View all news

Honorary Fellowship for Professor Sir Anthony Epstein

Press release issued: 18 July 2006

The man behind the discovery of the Epstein-Barr virus will be awarded an honorary fellowship, by Bristol University at today’s degree ceremony in the Wills Memorial Building [Tuesday, July 18].

The man behind the discovery of the Epstein-Barr virus will be awarded an honorary fellowship, by Bristol University at today’s degree ceremony in the Wills Memorial Building [Tuesday, July 18].

Professor Sir Anthony Epstein, CBE, FRS, will receive the distinction of Honorary Fellow of the University at the 11.15 am ceremony. 

He joins a list of 26 other distinguished people who have been honoured by the University.

Tony Epstein studied medicine at Cambridge and the Middlesex Hospital, London.  He specialised as a virologist and pathologist, studying the ways in which viruses cause disease.  While still a research assistant, he worked on the so-called Rous Sarcoma virus from an unusual cancer that affects chickens, becoming very aware that viruses could cause cancer in animals.

In 1961 Tony attended a lecture by Denis Burkitt, a doctor working in Uganda.  Burkitt described a peculiar cancer that he had observed.  Commonly affecting the jaw, it was particularly cruel, disfiguring, painful and fatal within a few months with children under ten particularly prone to the disease.  The two agreed a collaboration that involved sending biopsies of the tumour to Tony’s lab, using the overnight BOAC Comet flight from Kampala to Heathrow.

Tony spent the next couple of years trying to find a virus in the samples of tumour, which was subsequently named ‘Burkitt’s Lymphoma’.  He and his newly appointed PhD student, Yvonne Barr, struggled fruitlessly with nothing to show for all their hard work.

A fluke event finally broke the deadlock.  A biopsy-bearing flight from Kampala had to be diverted to Manchester because of fog.  By the time the sample reached Tony, it had gone cloudy – usually a sign of bacterial contamination that would consign it to the bin.  Tony did not throw it away but examined it carefully.  He discovered, to his surprise, that the cloudiness was due to lymphoid tumour cells that had been shaken off the biopsy in transit and were now floating merrily in suspension.  Tony exploited this chance finding to grow cell-lines, derived from the tumour, in culture.  He showed that these stayed alive indefinitely.

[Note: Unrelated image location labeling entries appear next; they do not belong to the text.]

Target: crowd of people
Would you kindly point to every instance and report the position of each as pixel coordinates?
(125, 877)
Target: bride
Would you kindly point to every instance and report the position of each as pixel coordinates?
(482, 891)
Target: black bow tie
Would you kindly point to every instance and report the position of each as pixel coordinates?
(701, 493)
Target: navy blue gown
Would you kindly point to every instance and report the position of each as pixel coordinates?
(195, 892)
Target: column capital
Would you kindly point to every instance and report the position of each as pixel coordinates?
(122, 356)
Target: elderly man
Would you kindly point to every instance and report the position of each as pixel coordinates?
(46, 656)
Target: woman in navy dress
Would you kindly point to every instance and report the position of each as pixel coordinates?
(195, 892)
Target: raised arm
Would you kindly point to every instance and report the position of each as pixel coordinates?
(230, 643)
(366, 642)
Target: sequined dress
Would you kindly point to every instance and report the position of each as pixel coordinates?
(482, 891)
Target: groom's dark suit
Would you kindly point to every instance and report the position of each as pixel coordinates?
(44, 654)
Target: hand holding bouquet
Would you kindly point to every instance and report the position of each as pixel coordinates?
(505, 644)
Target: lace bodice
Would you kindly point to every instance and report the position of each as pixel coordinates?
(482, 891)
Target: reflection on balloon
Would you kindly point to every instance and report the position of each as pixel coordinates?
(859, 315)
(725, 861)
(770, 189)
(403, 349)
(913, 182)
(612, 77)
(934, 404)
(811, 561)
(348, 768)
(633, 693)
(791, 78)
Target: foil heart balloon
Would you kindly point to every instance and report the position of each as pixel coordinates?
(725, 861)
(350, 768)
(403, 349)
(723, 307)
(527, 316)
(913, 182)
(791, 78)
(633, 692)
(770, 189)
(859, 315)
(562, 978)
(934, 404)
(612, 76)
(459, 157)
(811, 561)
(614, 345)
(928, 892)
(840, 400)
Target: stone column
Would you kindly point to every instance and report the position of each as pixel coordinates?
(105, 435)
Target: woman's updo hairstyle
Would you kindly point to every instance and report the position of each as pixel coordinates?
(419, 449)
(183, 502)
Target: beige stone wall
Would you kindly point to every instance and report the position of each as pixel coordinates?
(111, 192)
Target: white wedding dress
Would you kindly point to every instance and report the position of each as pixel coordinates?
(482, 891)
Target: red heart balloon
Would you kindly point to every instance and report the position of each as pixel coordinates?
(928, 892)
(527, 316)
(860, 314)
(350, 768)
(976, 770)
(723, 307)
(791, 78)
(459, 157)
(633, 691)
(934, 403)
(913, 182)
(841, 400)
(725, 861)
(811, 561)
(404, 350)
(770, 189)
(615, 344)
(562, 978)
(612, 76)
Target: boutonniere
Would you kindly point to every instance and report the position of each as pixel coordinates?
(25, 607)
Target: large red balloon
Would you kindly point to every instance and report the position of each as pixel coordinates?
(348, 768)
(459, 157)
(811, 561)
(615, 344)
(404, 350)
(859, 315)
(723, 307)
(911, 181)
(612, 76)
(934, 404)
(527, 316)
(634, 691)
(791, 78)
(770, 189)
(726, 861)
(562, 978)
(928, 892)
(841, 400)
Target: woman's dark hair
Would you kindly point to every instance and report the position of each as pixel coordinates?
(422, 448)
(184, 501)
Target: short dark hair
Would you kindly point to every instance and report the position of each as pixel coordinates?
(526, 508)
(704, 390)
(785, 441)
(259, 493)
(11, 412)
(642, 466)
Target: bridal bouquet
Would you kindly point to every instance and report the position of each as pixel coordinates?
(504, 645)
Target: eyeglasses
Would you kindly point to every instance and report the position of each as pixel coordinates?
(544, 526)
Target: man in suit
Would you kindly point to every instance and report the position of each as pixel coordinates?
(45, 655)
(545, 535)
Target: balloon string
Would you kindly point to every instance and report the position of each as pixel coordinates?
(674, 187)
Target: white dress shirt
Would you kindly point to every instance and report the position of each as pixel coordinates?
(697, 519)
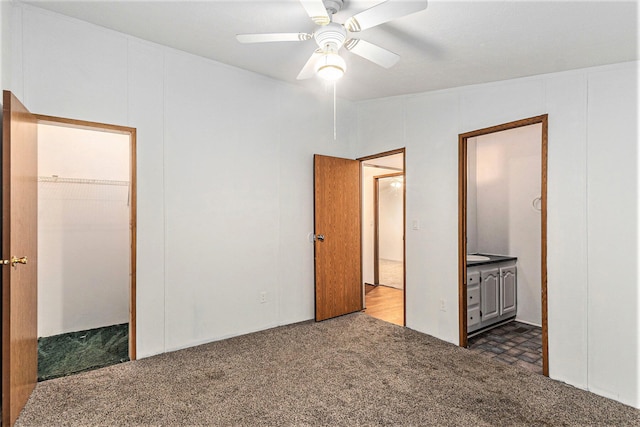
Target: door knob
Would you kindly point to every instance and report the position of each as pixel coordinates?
(15, 260)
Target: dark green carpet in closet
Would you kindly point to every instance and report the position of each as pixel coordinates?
(73, 352)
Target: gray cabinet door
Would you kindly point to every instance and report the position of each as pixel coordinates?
(508, 290)
(489, 293)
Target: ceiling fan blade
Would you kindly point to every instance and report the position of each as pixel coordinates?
(383, 12)
(372, 52)
(273, 37)
(316, 11)
(309, 69)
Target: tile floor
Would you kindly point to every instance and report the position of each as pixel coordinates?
(514, 343)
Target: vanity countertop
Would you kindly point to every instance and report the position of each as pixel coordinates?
(492, 259)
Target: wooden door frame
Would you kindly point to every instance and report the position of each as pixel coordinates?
(404, 220)
(376, 224)
(462, 226)
(123, 130)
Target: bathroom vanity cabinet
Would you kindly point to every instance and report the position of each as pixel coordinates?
(491, 292)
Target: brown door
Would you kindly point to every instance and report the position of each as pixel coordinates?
(19, 251)
(337, 229)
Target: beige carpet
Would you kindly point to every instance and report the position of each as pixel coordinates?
(351, 371)
(391, 273)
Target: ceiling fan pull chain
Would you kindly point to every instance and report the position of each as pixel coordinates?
(334, 110)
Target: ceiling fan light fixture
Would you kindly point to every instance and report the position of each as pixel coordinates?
(330, 66)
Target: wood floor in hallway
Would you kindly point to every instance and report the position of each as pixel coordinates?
(385, 303)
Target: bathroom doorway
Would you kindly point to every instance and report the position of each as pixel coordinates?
(86, 247)
(502, 220)
(383, 225)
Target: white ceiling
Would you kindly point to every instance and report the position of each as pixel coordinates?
(450, 44)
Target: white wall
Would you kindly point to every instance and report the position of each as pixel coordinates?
(508, 172)
(83, 230)
(472, 197)
(368, 219)
(225, 172)
(70, 68)
(592, 210)
(390, 221)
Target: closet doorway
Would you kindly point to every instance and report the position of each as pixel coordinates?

Tony’s Eureka moment soon followed.  He put one of the cell lines under the electron microscope for the first time, and almost immediately saw a round blob that others would have dismissed as an artefact, but which he recognised instantly as a virus.  He took a photograph that proved his hypothesis and made his name, and indeed that of the virus.  Epstein, Barr and their colleague Achong reported their discovery in the Lancet, three years and one week after Tony’s meeting with Burkitt.  The paper is now a citation classic – the scientific equivalent of an Oscar.

The significance of the discovery was the first hand evidence that a virus could cause a human cancer.  Secondly, the identification of the virus led to it being found guilty of other serious crimes against humanity. The Epstein-Barr virus, or EBV, is now known to cause malignancies other than glandular fever and Burkitt’s Lymphoma.  Notably cancers at the back of the nose, especially in China and tumours that develop in people who are immunosuppressed, either through AIDS or by treatment to prevent rejection of transplanted organs. 

Tony has continued to work on ‘his’ virus, developing a vaccine against it.  In 2005 it was found from a double blind clinical trial the prototype EBV vaccine works and protects against glandular fever.

During his career he was Professor of Pathology at Bristol University for 17 years, from 1968 to 1985, and Head of Department for the first 15 of those years. 

Tony has carried off all the riches that a medical scientist could ever dream of, numerous world-class scientific papers, Fellowship of the Royal Society, a CBE and Knighthood for his services to medicine and, of course, the immortality of a medical eponym.